In [1]:
import pandas as pd
import numpy as np
import matplotlib.pyplot as plt
import seaborn as sns
import warnings
from sklearn.preprocessing import PowerTransformer
from sklearn.preprocessing import FunctionTransformer
warnings.filterwarnings("ignore")

%matplotlib inline

In [2]:
dataset=pd.read_csv('https://raw.githubusercontent.com/medashabari/MongoDB_test/master/outlier_handled')
dataset.drop(['Unnamed: 0','Date','Time'],axis=1,inplace=True)

In [3]:
dataset.head()

Unnamed: 0,Global_active_power,Global_reactive_power,Voltage,Global_intensity,year,month,day,Total_power_consumed
0,0.332,0.074,241.44,1.4,2010,2,19,1.0
1,0.624,0.128,242.91,2.6,2008,9,20,0.0
2,0.214,0.0,240.92,0.8,2007,2,28,0.0
3,0.876,0.238,246.75,3.6,2010,10,27,1.0
4,0.638,0.198,244.19,3.4,2007,7,14,3.0


In [4]:
## Dependent and independent features

X=dataset.iloc[:,:4]
y=dataset.loc[:,'Total_power_consumed']

In [5]:
X.head()

Unnamed: 0,Global_active_power,Global_reactive_power,Voltage,Global_intensity
0,0.332,0.074,241.44,1.4
1,0.624,0.128,242.91,2.6
2,0.214,0.0,240.92,0.8
3,0.876,0.238,246.75,3.6
4,0.638,0.198,244.19,3.4


In [6]:
y.head()

0    1.0
1    0.0
2    0.0
3    1.0
4    3.0
Name: Total_power_consumed, dtype: float64

In [7]:
## Splitting train and test data

from sklearn.model_selection import train_test_split

X_train,X_test,y_train,y_test=train_test_split(X,y,test_size=0.25,random_state=42)

In [8]:
from sklearn.preprocessing import StandardScaler

In [9]:
## Applying standard Scaler

scaler = StandardScaler()
X_train_scaled=scaler.fit_transform(X_train)
X_test_scaled=scaler.transform(X_test)


#### pickling the scaler object

In [10]:

import pickle
pickle_out=open('scaler.pkl',"wb")
pickle.dump(scaler,pickle_out)

In [11]:
pickle_out.close()

#### loading the pickled object

In [12]:
pickle_in = open('scaler.pkl','rb')
scaler_loaded=pickle.load(pickle_in)

## Model Building

In [13]:
from sklearn.linear_model import LinearRegression,Lasso,Ridge,ElasticNet
from sklearn.metrics import r2_score,mean_squared_error,mean_absolute_error


In [14]:
## linear regression
model = LinearRegression()
model.fit(X_train_scaled,y_train)
x_predicted=model.predict(X_train_scaled)
score=r2_score(y_train,x_predicted)
print(f"Training r2 score {score}")
print(f"Training Adjusted r2 score {1 - (1-score)*(len(y_train)-1)/(len(y_train)-X_train.shape[1]-1)}")
y_pred = model.predict(X_test_scaled)
score=r2_score(y_test,y_pred)
print(f"Testing r2 score {score}")
print(f"Testing Adjusted r2 score {1 - (1-score)*(len(y_test)-1)/(len(y_test)-X_test.shape[1]-1)}")

## MAE MSE AND RMSE

print(f"Mean squared error {mean_squared_error(y_test,y_pred)}")
print(f"Mean absolute error {mean_absolute_error(y_test,y_pred)}")
print(f"Root Mean squared error {np.sqrt(mean_squared_error(y_test,y_pred))}")

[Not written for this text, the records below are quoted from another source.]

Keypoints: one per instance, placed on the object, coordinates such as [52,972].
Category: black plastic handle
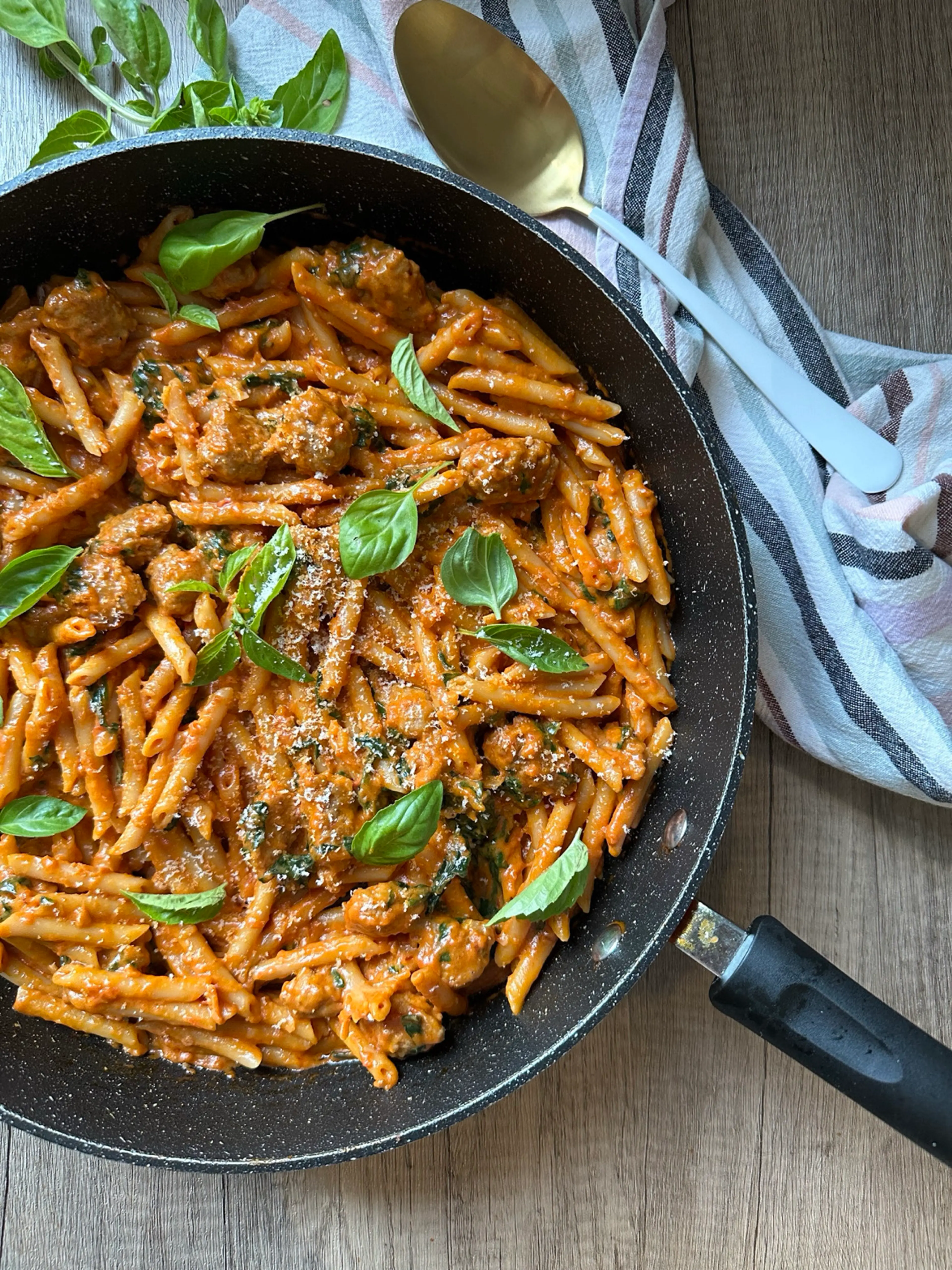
[786,992]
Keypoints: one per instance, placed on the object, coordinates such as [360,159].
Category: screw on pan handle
[786,992]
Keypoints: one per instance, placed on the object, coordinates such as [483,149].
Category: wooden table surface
[669,1137]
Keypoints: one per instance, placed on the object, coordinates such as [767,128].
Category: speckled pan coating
[87,210]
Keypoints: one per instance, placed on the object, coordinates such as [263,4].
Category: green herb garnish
[187,910]
[478,571]
[554,892]
[400,831]
[416,385]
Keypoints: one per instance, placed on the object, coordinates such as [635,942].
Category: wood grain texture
[669,1137]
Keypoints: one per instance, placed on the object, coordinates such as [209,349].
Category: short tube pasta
[230,709]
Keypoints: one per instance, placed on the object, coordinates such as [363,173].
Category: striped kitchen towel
[855,594]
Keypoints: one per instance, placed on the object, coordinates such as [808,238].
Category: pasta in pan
[353,634]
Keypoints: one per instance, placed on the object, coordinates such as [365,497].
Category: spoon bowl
[494,116]
[488,110]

Training r2 score 0.698763112426554
Training Adjusted r2 score 0.6987224019883388
Testing r2 score 0.7013699957242017
Testing Adjusted r2 score 0.701248884498702
Mean squared error 38.88877640814374
Mean absolute error 4.135562303883285
Root Mean squared error 6.2360866260936225


-  Because of outliers in target feature we got high MSE value

In [15]:
## Ridge Regression

model = Ridge()
model.fit(X_train_scaled,y_train)
x_predicted=model.predict(X_train_scaled)
score=r2_score(y_train,x_predicted)
print(f"Training r2 score {score}")
print(f"Training Adjusted r2 score {1 - (1-score)*(len(y_train)-1)/(len(y_train)-X_train.shape[1]-1)}")
y_pred = model.predict(X_test_scaled)
score=r2_score(y_test,y_pred)
print(f"Testing r2 score {score}")
print(f"Testing Adjusted r2 score {1 - (1-score)*(len(y_test)-1)/(len(y_test)-X_test.shape[1]-1)}")

## MAE MSE AND RMSE

print(f"Mean squared error {mean_squared_error(y_test,y_pred)}")
print(f"Mean absolute error {mean_absolute_error(y_test,y_pred)}")
print(f"Root Mean squared error {np.sqrt(mean_squared_error(y_test,y_pred))}")

Training r2 score 0.6987529656955578
Training Adjusted r2 score 0.6987122538860701
Testing r2 score 0.7014411507498122
Testing Adjusted r2 score 0.7013200683816685
Mean squared error 38.87951032020328
Mean absolute error 4.133987294552062
Root Mean squared error 6.235343640907314


In [16]:
## Lasso Regression

model = Lasso()
model.fit(X_train_scaled,y_train)
x_predicted=model.predict(X_train_scaled)
score=r2_score(y_train,x_predicted)
print(f"Training r2 score {score}")
print(f"Training Adjusted r2 score {1 - (1-score)*(len(y_train)-1)/(len(y_train)-X_train.shape[1]-1)}")
y_pred = model.predict(X_test_scaled)
score=r2_score(y_test,y_pred)
print(f"Testing r2 score {score}")
print(f"Training Adjusted r2 score {1 - (1-score)*(len(y_test)-1)/(len(y_test)-X_test.shape[1]-1)}")

## MAE MSE AND RMSE

print(f"Mean squared error {mean_squared_error(y_test,y_pred)}")
print(f"Mean absolute error {mean_absolute_error(y_test,y_pred)}")
print(f"Root Mean squared error {np.sqrt(mean_squared_error(y_test,y_pred))}")

Training r2 score 0.6844962279685323
Training Adjusted r2 score 0.6844535894426818
Testing r2 score 0.68823755153902
Training Adjusted r2 score 0.6881111143704259
Mean squared error 40.59893506031422
Mean absolute error 4.383799421411812
Root Mean squared error 6.371729361822755


In [17]:
## Elastic Net Regression

## linear regression
model = ElasticNet()
model.fit(X_train_scaled,y_train)
x_predicted=model.predict(X_train_scaled)
score=r2_score(y_train,x_predicted)
print(f"Training r2 score {score}")
print(f"Training Adjusted r2 score {1 - (1-score)*(len(y_train)-1)/(len(y_train)-X_train.shape[1]-1)}")
y_pred = model.predict(X_test_scaled)
score=r2_score(y_test,y_pred)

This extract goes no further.